Gustav takes the note, reads it.
“Also, I have a photo in this locket I’m wearing.” I hold up the heart. “I think it might be this very same student who escaped.” I shrug. “Although no one has been able to identify her. Whoever she is, she’s important.”
Gustav is pale, like he has just encountered one of those personal demons.
“What?” I ask. “What is it?”
A moment passes. “Kopháza. The village where I crossed,” he says in a hoarse whisper.
Where his university chums, his girlfriend, lost their lives. “Oh…”
We sit without speaking. Finally Gustav says, “And you are planning to go there?” His voice still does not sound normal.
“Tomorrow, if I can arrange it.”
Gustav looks apprehensive. “With your cousin?”
My answer is firm.

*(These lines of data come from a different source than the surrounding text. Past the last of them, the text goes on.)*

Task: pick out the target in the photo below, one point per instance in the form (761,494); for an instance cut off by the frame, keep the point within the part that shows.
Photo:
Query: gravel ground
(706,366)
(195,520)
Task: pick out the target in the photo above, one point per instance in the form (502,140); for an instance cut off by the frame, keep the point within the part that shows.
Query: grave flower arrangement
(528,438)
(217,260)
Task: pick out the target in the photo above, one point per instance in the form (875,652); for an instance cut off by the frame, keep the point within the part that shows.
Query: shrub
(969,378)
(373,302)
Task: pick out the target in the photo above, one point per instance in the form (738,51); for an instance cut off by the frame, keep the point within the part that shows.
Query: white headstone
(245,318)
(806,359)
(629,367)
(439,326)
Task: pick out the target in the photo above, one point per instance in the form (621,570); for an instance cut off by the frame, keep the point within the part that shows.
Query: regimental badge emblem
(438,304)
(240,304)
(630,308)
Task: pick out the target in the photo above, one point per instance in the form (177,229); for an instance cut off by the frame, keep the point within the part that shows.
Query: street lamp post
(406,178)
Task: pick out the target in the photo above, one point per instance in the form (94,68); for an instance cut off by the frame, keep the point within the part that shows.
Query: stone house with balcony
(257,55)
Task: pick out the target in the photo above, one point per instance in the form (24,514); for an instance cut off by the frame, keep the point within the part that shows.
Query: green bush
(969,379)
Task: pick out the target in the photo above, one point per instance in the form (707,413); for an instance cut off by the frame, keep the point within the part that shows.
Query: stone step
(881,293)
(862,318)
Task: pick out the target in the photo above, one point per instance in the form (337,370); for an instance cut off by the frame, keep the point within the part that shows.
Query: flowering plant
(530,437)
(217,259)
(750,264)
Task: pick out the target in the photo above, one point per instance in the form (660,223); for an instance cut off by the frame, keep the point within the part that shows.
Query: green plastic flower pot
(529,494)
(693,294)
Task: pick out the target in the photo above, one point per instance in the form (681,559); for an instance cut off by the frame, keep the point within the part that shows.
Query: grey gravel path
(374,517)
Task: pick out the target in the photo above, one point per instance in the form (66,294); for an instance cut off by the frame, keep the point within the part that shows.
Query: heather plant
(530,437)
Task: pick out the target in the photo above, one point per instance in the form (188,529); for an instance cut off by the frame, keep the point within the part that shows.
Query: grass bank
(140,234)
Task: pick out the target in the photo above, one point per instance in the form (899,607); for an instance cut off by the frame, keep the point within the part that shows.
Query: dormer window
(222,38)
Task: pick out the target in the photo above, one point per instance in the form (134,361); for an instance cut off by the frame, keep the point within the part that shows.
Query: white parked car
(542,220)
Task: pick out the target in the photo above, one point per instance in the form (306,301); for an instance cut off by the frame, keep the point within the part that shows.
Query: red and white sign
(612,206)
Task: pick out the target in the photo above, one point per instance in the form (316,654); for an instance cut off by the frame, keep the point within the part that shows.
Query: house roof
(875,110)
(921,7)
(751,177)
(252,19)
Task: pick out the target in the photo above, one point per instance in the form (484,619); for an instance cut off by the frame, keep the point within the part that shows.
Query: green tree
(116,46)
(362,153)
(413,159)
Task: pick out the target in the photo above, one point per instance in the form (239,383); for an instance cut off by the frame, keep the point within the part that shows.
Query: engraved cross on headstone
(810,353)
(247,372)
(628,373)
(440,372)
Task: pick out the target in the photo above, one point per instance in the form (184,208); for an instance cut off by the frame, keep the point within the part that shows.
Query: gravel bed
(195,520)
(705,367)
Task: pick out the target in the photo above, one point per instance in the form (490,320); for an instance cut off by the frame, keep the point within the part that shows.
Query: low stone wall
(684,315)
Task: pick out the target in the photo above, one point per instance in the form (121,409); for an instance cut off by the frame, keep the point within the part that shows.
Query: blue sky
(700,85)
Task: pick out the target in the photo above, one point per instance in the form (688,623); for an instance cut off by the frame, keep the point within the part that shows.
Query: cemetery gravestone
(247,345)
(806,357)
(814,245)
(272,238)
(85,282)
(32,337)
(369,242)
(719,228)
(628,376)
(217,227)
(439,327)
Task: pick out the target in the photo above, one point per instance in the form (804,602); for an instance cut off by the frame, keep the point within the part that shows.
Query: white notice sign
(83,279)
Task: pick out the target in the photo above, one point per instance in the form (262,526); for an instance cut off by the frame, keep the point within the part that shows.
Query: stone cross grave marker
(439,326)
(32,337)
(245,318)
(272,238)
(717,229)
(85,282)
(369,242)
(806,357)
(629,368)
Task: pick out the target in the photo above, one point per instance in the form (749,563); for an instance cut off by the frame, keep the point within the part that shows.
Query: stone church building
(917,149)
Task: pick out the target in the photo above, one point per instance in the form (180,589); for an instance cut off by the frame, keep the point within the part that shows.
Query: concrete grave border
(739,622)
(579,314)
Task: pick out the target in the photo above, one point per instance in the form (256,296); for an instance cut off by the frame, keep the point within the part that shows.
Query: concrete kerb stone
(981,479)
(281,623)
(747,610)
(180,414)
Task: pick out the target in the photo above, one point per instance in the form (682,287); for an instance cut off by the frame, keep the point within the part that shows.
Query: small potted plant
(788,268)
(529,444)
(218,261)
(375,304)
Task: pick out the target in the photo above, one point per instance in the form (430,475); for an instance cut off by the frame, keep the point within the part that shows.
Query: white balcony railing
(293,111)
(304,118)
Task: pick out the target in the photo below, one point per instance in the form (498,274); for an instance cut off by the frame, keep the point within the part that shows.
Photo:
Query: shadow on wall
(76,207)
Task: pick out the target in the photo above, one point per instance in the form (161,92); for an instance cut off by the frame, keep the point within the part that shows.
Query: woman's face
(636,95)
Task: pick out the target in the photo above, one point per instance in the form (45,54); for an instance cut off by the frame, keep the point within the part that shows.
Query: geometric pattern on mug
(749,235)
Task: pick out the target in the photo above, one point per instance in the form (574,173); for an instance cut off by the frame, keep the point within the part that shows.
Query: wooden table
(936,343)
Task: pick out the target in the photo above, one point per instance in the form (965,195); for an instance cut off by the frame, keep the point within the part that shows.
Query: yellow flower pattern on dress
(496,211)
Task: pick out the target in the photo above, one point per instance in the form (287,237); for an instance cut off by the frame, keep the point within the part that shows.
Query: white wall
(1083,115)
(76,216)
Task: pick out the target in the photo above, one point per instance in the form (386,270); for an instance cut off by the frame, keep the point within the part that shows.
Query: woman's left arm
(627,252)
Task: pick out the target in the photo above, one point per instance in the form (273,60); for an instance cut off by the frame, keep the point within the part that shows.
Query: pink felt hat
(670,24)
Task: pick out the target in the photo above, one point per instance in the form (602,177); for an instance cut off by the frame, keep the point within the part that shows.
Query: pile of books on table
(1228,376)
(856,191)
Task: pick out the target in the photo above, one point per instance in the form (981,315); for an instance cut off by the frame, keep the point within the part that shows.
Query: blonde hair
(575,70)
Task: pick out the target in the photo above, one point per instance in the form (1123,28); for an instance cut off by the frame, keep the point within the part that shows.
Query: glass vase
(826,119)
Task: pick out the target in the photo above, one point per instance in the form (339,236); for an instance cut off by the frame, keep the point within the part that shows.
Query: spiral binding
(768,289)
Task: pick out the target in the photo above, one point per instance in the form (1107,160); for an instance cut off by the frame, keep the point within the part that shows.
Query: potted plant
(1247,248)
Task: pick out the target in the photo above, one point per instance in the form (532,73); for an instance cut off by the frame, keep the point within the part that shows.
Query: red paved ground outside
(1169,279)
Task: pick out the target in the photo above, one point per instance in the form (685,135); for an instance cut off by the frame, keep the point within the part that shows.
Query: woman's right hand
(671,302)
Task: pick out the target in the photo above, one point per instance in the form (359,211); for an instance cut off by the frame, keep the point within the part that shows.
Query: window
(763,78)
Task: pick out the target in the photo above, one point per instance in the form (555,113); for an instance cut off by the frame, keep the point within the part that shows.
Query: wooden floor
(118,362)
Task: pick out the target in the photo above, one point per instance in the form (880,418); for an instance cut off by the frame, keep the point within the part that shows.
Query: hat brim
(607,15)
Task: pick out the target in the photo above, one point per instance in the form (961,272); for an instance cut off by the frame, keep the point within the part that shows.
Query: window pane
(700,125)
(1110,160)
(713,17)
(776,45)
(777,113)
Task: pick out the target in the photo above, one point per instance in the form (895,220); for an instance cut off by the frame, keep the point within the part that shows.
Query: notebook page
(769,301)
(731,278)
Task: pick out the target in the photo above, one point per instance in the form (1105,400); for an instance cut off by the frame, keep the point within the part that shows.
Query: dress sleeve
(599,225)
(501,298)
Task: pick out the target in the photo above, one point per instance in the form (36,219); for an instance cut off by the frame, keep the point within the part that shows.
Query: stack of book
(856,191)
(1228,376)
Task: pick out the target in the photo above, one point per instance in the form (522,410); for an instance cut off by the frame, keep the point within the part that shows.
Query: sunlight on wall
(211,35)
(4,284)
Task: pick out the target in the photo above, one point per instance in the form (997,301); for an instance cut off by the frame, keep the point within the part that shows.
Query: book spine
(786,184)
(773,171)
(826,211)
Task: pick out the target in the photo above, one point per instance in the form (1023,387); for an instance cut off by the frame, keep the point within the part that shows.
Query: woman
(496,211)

Quick. “Alone.”
“I must come with you.”
“No,” I repeat. “I’m thirty-seven years old. It’s my family, my business. Besides, your uncle. How is he?”
One shoulder lifts. “As well as can be expected. He’s in Péterfy Sándor Utca Hospital, a few blocks from here. I was heading there. Will you come? He would like to meet you.”
“Me?”
“Yes. I told him you were here.”
I look at him quizzically.
“He knew Mariska and Zsófi.”
Gustav’s uncle is in his last days. Mariska and Zsófi would never forgive me if I did not pay my respects.